I firmly believe that any encounter the GM puts in should be a threat, problem, resource, or reward.  

Passing a caravan is a terrible encounter, unless:
   Threat:  A mudslide or flooding threatens to wash the caravan away.
   Problem: The caravan is stuck with a broken wheel, and is blocking the road.  A harried merchant's five kids are running wild while he tries to coax intransigent animals into doing something useful.
   Resource: The caravan sells stuff the PCs want, or has information that the PCs can use.
   Reward:  The caravaners recognize the PCs, and give them a free lunch for being great heroes.


----------



## Stalker0 (Mar 24, 2007)

rycanada said:
			
		

> I firmly believe that any encounter the GM puts in should be a threat, problem, resource, or reward.
> 
> Passing a caravan is a terrible encounter, unless:
> Threat:  A mudslide or flooding threatens to wash the caravan away.
> ...




Agreed. The thing about mundane encounters is....they're MUNDANE!! I mean dnd is an adventure game at heart, does anyone really care about broken wagon wheels?

However, I'm all for setting up routine encounters that the characters can roleplay out. A flirty damsel interacts with the high charisma character. A drunken man on the road interprets one of the players as his long lost son, etc. These can be fun once in a while just so the players can flex their RP muscles, but should not be the normal for the game.
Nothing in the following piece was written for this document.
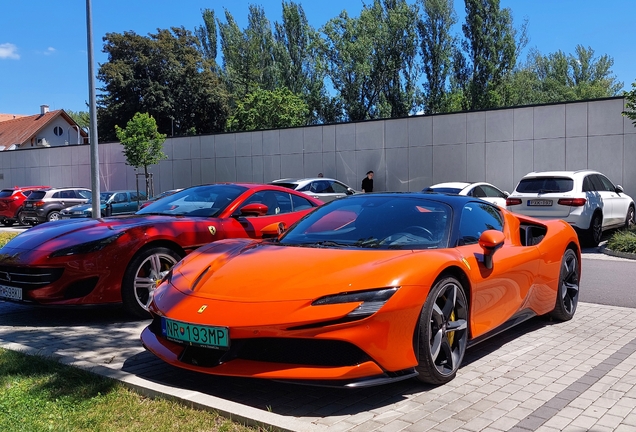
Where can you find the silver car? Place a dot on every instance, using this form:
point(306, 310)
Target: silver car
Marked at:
point(322, 188)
Also, be careful in that players have often been trained to look for adventure everywhere. You may just set up the damsel as a fun little sidetrek, but don't be surprised if the party follows her thinking something nefarious is going on.


----------



## Celebrim (Mar 24, 2007)

rycanada said:
			
		

> Threat:  A mudslide or flooding threatens to wash the caravan away.
> Problem: The caravan is stuck with a broken wheel, and is blocking the road.  A harried merchant's five kids are running wild while he tries to coax intransigent animals into doing something useful.
> Resource: The caravan sells stuff the PCs want, or has information that the PCs can use.
> Reward:  The caravaners recognize the PCs, and give them a free lunch for being great heroes.




I think that is good advice, although the definition of resource is so broad that it can include just about any mundane encounter.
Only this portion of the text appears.